Let's start with some quick background. In lieu of the global financial collapse, which some would say had its origins in overzealous home lending practices (ever heard of the "stated income" loan?), 2010's Dodd-Frank Act was passed by Congress. Dodd-Frank set up the Consumer Financial Protection Bureau as a separate government entity. The CFPB soon gained jurisdiction over RESPA, or the Real Estate Settlement Procedures Act that became law in 1974 in order to clarify all home settlement procedures and costs for the consumer, in addition to eliminating kick-backs and other shady practices. Additionally, TILA, or the Truth in Lending Act (circa 1969) has another redundantly overlapping set of forms and rules which clarify on the lending side that consumers shall be informed of their loan rates in common, universal terms such as APR.
These laws are all good things, but not necessarily living in harmony with each other.
Know Before You Owe!For years, there have been four forms to fill out--two from TILA and two from RESPA--much of which overlap and have inconsistent legal language. The new TILA/RESPA reforms, which go in to effect this week on OCTOBER 3RD, 2015; integrate those four
The new Loan Estimate form integrates and replaces the existing RESPA Good Faith Estimate (GFE) and the initial Truth in Lending forms. The Loan Estimate must be sent to the consumer by the lender within three business days of the completed loan application. Consumers can’t be charged for fees until after they’ve been given the Loan Estimate form and consumers have agreed to proceed with the transaction. The Loan Estimate is way simpler than the current GFE and should dispel any confusion about the term of the loan you're about to commit to.
The new Closing Disclosure form integrates and replaces the existing RESPA HUD-1 and the final Truth in Lending forms. The Closing Disclosure MUST be delivered to the buyer at least three days before closing. This is good, because it gives all parties ample time to review the transaction before hitting the closing table. A re-disclosure is required due to an inaccurate APR, change of loan product, or prepayment penalty added. The clock restarts on that three business day waiting period for review. Additionally, the Closing Disclosure is MUCH easier to read and digest than the current HUD-1 form, which features an intimidating matrix of large numbers.

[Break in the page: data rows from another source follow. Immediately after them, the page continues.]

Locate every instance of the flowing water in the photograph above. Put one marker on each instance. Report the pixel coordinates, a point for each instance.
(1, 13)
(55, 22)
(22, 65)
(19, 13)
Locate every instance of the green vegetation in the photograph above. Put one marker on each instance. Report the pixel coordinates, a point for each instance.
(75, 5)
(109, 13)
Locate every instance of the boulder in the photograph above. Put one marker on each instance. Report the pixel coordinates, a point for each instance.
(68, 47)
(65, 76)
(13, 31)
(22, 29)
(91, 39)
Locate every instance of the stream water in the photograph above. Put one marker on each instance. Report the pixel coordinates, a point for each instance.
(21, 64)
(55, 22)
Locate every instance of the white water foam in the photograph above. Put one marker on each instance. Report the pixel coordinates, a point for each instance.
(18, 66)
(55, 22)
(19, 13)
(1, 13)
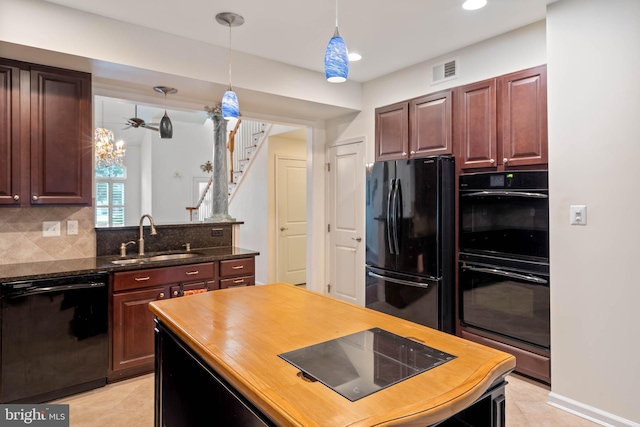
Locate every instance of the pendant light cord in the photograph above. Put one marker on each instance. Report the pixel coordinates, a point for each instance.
(229, 55)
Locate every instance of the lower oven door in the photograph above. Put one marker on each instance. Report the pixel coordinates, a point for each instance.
(510, 302)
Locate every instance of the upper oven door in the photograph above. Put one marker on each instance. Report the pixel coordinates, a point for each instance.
(504, 219)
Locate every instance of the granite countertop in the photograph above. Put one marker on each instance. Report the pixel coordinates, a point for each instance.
(47, 269)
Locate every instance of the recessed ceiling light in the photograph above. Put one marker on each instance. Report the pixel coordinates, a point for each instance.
(474, 4)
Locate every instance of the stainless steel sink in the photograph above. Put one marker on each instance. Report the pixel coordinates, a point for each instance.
(129, 261)
(168, 257)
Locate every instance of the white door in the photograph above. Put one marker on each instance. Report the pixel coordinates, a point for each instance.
(291, 220)
(346, 222)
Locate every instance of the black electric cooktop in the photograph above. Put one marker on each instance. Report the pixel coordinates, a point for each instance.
(360, 364)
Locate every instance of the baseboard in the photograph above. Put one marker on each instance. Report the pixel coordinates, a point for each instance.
(590, 413)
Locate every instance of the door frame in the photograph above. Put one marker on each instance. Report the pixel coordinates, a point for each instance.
(276, 230)
(329, 239)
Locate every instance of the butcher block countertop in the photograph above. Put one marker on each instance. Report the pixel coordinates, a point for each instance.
(240, 332)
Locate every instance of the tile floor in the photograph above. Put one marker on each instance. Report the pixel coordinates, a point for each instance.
(130, 403)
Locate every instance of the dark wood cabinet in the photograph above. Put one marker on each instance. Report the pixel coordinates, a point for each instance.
(392, 132)
(522, 115)
(46, 141)
(476, 120)
(417, 128)
(430, 119)
(11, 132)
(237, 272)
(502, 122)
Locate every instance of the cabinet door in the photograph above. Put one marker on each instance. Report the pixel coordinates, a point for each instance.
(61, 137)
(9, 133)
(476, 117)
(133, 325)
(392, 132)
(523, 117)
(430, 125)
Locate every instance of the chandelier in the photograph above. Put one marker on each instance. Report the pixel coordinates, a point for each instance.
(108, 153)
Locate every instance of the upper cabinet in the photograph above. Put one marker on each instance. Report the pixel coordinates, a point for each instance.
(46, 138)
(392, 132)
(417, 128)
(502, 122)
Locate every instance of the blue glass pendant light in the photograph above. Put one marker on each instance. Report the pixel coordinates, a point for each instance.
(336, 57)
(230, 105)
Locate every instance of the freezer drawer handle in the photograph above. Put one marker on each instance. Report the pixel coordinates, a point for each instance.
(399, 281)
(497, 272)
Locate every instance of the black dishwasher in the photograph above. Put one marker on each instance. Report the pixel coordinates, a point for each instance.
(54, 340)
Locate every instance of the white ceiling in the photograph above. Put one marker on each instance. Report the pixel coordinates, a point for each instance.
(389, 36)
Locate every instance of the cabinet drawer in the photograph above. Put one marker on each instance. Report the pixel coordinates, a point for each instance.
(188, 289)
(237, 282)
(164, 275)
(237, 267)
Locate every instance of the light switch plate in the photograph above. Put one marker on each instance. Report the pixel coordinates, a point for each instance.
(72, 227)
(578, 215)
(50, 228)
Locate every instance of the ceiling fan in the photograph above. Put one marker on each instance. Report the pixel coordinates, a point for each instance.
(137, 122)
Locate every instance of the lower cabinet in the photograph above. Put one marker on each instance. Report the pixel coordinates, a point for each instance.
(237, 272)
(132, 324)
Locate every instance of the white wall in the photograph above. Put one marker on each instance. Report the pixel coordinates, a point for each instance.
(517, 50)
(254, 202)
(250, 204)
(175, 162)
(594, 130)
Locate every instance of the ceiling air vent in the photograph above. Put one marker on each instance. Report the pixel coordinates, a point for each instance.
(444, 71)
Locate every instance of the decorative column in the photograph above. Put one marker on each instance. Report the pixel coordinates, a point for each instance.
(219, 185)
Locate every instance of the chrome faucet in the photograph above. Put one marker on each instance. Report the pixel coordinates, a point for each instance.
(153, 233)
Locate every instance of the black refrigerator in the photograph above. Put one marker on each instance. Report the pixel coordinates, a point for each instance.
(410, 243)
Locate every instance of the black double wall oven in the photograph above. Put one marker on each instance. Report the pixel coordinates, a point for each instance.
(504, 258)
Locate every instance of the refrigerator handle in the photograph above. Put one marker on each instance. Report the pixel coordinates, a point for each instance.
(389, 216)
(396, 211)
(398, 281)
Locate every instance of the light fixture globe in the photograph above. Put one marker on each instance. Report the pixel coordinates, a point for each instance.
(336, 60)
(230, 105)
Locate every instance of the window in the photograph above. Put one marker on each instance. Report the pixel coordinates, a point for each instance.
(110, 190)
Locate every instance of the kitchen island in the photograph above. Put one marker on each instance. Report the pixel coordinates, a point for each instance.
(219, 360)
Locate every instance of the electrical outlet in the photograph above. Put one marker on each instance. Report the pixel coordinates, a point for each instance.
(50, 228)
(72, 227)
(578, 215)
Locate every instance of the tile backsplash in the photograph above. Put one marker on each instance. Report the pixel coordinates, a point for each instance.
(22, 240)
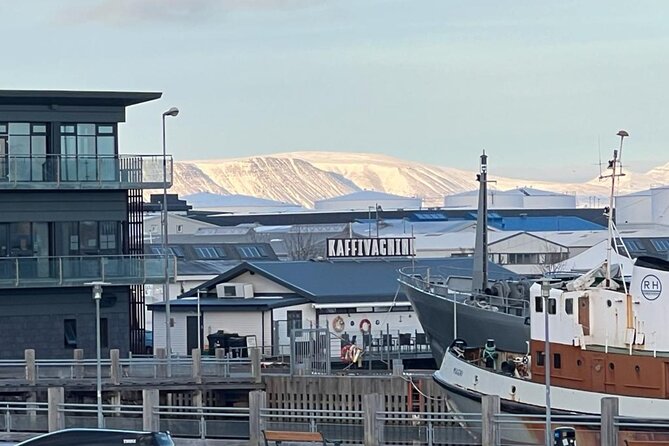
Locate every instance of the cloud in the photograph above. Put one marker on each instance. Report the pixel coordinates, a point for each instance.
(143, 11)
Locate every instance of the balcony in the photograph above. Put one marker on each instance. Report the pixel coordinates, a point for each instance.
(115, 172)
(36, 272)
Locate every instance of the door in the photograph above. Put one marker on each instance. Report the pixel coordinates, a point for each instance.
(191, 333)
(598, 374)
(584, 314)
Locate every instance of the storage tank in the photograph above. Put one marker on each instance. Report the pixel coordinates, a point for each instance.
(366, 200)
(660, 205)
(634, 208)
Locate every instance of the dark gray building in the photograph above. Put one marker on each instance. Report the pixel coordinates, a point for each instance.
(72, 215)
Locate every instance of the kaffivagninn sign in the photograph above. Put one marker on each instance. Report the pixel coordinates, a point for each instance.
(370, 247)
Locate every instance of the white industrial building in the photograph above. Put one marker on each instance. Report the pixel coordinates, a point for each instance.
(368, 201)
(238, 204)
(521, 198)
(643, 208)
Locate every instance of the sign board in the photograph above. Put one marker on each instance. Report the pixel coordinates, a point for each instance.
(370, 247)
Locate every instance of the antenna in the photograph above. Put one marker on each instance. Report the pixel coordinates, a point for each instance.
(613, 164)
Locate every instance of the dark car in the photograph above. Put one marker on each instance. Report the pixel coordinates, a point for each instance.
(100, 437)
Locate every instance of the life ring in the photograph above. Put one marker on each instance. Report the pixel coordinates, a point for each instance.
(338, 324)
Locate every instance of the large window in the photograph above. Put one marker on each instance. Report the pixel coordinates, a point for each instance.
(23, 148)
(88, 152)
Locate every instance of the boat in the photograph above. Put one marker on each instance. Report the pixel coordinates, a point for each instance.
(599, 335)
(476, 307)
(99, 437)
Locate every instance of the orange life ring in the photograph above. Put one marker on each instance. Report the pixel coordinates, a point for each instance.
(338, 324)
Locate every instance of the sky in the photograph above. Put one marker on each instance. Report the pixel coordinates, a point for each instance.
(542, 86)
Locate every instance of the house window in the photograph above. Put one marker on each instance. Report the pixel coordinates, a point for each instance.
(569, 306)
(552, 306)
(538, 304)
(70, 329)
(294, 320)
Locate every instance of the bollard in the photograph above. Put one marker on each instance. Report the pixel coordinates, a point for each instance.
(150, 419)
(373, 427)
(161, 368)
(78, 372)
(257, 402)
(115, 366)
(609, 433)
(490, 408)
(196, 356)
(31, 375)
(255, 364)
(55, 397)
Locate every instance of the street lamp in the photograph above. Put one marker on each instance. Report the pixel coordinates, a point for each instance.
(545, 294)
(97, 296)
(166, 287)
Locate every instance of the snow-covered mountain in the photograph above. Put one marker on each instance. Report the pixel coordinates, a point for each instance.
(304, 177)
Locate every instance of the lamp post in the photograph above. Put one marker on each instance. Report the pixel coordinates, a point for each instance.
(97, 296)
(166, 286)
(545, 294)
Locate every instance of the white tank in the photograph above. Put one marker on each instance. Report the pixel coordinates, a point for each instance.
(368, 201)
(660, 205)
(634, 208)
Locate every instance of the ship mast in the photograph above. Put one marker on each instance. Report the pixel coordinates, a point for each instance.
(617, 160)
(480, 273)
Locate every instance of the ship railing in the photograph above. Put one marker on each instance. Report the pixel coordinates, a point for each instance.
(422, 279)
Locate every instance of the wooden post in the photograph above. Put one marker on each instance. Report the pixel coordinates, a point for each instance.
(609, 433)
(161, 369)
(115, 371)
(372, 404)
(55, 397)
(31, 374)
(257, 401)
(78, 372)
(150, 420)
(196, 356)
(255, 364)
(490, 407)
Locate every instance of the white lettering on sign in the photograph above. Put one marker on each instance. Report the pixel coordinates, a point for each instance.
(651, 287)
(370, 247)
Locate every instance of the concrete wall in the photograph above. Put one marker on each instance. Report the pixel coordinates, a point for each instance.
(34, 319)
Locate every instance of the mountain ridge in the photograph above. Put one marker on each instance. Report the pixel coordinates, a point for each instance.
(306, 176)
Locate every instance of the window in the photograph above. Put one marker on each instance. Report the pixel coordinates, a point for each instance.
(70, 329)
(294, 319)
(569, 306)
(552, 306)
(634, 245)
(660, 245)
(538, 304)
(104, 333)
(252, 251)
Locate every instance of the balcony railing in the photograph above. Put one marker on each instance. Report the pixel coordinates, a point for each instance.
(31, 272)
(84, 171)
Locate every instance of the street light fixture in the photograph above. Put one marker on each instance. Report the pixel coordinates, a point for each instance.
(173, 111)
(97, 297)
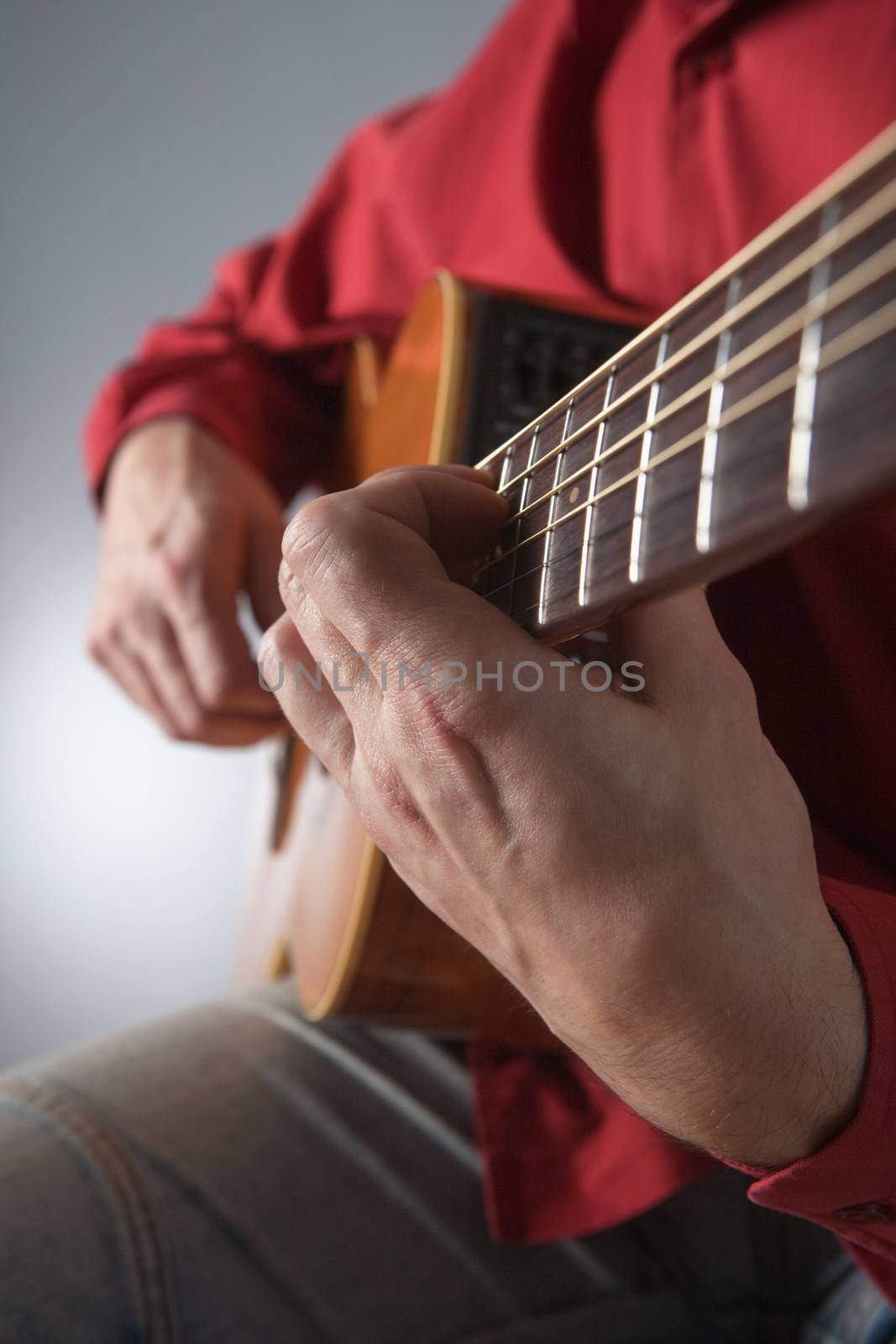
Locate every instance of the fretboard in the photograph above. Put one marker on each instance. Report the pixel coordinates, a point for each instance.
(759, 405)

This integration and simplification process puts the onus on the lender; shifting much of the workload to the lender from the title company. The lender now has all the liability for preparation and delivery of the Closing Disclosure form, even if they allow the escrow company to do it. In order to educate my clients on the home mortgage process, the “Your Home Loan Toolkit: A Step-by-Step Guide”replaces the HUD Settlement Cost Booklet.
Although change is often feared at first, and having to delay closing by three days due to specific changes in the loan may be annoying for some, I firmly believe that the integration of these organization's forms and simplification of previously confusing mortgage and closing documents is going to be a great thing for the real estate industry and consumer protection in general. As they say, "Know before you Owe"!